One frequently hears that impeachment is a “political question,” not a legal one. After all, Congress, which brings impeachment proceedings, is a political body. Then minority leader of the House Gerald Ford even claimed in 1970 that the grounds for impeachment are whatever the House takes them to be by voting for an indictment.
But impeachment should be a matter of law.
The Constitution does not say that the President can be removed whenever one-half of the House and two-thirds of the Senate want to do so. It specifies legal bases for pursuing it: “Treason, Bribery or other high Crimes and Misdemeanors.” The text commands the Senate to “try” the case referred to it by the House. It requires Senators to take a special oath to apply the law of the Constitution. It provides that the trial is presided over by the Chief Justice. In “Federalist No. 65,” Alexander Hamilton took pains to show that the Senate can in fact act in “their judicial character as a court for the trial of impeachments.”
The politicization of impeachment stems in part from the phrase “other high Crimes and Misdemeanors.” Treason and bribery are clear-cut. But treason is only applicable in wartime and proving bribery requires evidence of a corrupt motive, which is usually hard to find. So nine days before the Framers signed the Constitution, George Mason expressed the concern that all “attempts to subvert the Constitution” were not covered. After some debate, they settled on the phrase “other high Crimes and Misdemeanors.”
The key to construing the legal meaning of this otherwise elusive phrase lies in the word other.

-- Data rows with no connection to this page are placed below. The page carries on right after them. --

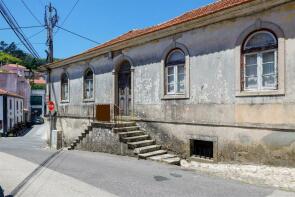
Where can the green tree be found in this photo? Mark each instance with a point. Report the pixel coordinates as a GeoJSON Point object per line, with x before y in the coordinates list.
{"type": "Point", "coordinates": [9, 59]}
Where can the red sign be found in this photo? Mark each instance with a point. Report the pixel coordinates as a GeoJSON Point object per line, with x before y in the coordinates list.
{"type": "Point", "coordinates": [51, 105]}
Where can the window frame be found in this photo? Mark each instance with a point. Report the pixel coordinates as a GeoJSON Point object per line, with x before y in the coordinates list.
{"type": "Point", "coordinates": [62, 97]}
{"type": "Point", "coordinates": [175, 74]}
{"type": "Point", "coordinates": [259, 51]}
{"type": "Point", "coordinates": [84, 85]}
{"type": "Point", "coordinates": [259, 59]}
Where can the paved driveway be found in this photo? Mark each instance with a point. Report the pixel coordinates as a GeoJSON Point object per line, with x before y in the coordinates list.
{"type": "Point", "coordinates": [28, 168]}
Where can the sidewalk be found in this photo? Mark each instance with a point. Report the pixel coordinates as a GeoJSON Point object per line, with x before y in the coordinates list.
{"type": "Point", "coordinates": [279, 177]}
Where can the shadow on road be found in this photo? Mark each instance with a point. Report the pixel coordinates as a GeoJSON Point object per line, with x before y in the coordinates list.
{"type": "Point", "coordinates": [2, 193]}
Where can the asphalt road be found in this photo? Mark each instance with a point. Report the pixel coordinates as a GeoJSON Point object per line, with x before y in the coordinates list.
{"type": "Point", "coordinates": [28, 168]}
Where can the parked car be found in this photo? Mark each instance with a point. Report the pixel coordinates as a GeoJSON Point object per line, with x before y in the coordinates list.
{"type": "Point", "coordinates": [37, 120]}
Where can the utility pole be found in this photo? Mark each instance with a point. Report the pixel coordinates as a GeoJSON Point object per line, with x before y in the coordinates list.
{"type": "Point", "coordinates": [51, 20]}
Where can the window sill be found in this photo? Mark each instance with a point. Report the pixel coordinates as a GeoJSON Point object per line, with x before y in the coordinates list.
{"type": "Point", "coordinates": [260, 93]}
{"type": "Point", "coordinates": [174, 97]}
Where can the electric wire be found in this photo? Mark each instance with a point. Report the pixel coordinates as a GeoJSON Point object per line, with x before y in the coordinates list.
{"type": "Point", "coordinates": [9, 18]}
{"type": "Point", "coordinates": [30, 11]}
{"type": "Point", "coordinates": [24, 27]}
{"type": "Point", "coordinates": [68, 15]}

The “high” crimes that serve as the basis for impeachment must be crimes like treason and bribery. They must be extremely serious constitutional crimes, acts that subvert our basic political and governmental processes.
Which brings us to the 2016 election and the Trump presidency.
The hacking of the Democratic National Committee in 2016 was clearly legally comparable to the Watergate burglary of the DNC in 1972, which led the House Judiciary Committee to approve articles of impeachment against Richard Nixon. We don’t yet know whether Donald Trump is implicated in the hack, but even if he isn’t, the Watergate precedent applies if he contrived to use his office to thwart an investigation into the crime. After all, there was no evidence that Nixon knew about the Watergate burglary beforehand.
What about the digitalization of disinformation by Russian agents in 2016? If implicated in this activity, President Trump could be impeached, even though those actions would have occurred before he took office. Mason observed during the Constitutional Convention that a President “who has practiced corruption & by that means procured his appointment in the first instance” might properly be impeached.
Article I, Section 9 of the Constitution contains the emoluments clause that prohibits federal officeholders from accepting payments or gifts from a foreign state without the consent of Congress. Can a violation warrant impeachment? The answer turns on whether U.S. policy is affected. For example, Trump could be impeached if he showed leniency toward Saudi Arabia or Russia in return for payments made to the Trump Organization, even if those payments are not provable bribes.
The President can be impeached for promising or granting pardons. Suppose a President were to announce and follow a policy of granting full pardons to all federal agents or police who killed anybody in the line of duty in the District of Columbia, whatever the circumstances and however unnecessary the killing. Such an act is not unequivocally unconstitutional, given the sweep of the President’s pardon power, yet no one should doubt that such a policy would be a breathtaking abuse of executive authority of the kind and on a scale that plainly subverts the political and governmental process.
In the past 20 years, we have drifted toward making impeachment a political decision, determined by polls and calculations of partisan advantage. That course should be reversed before it further undermines the Constitution that the impeachment clause is meant to protect.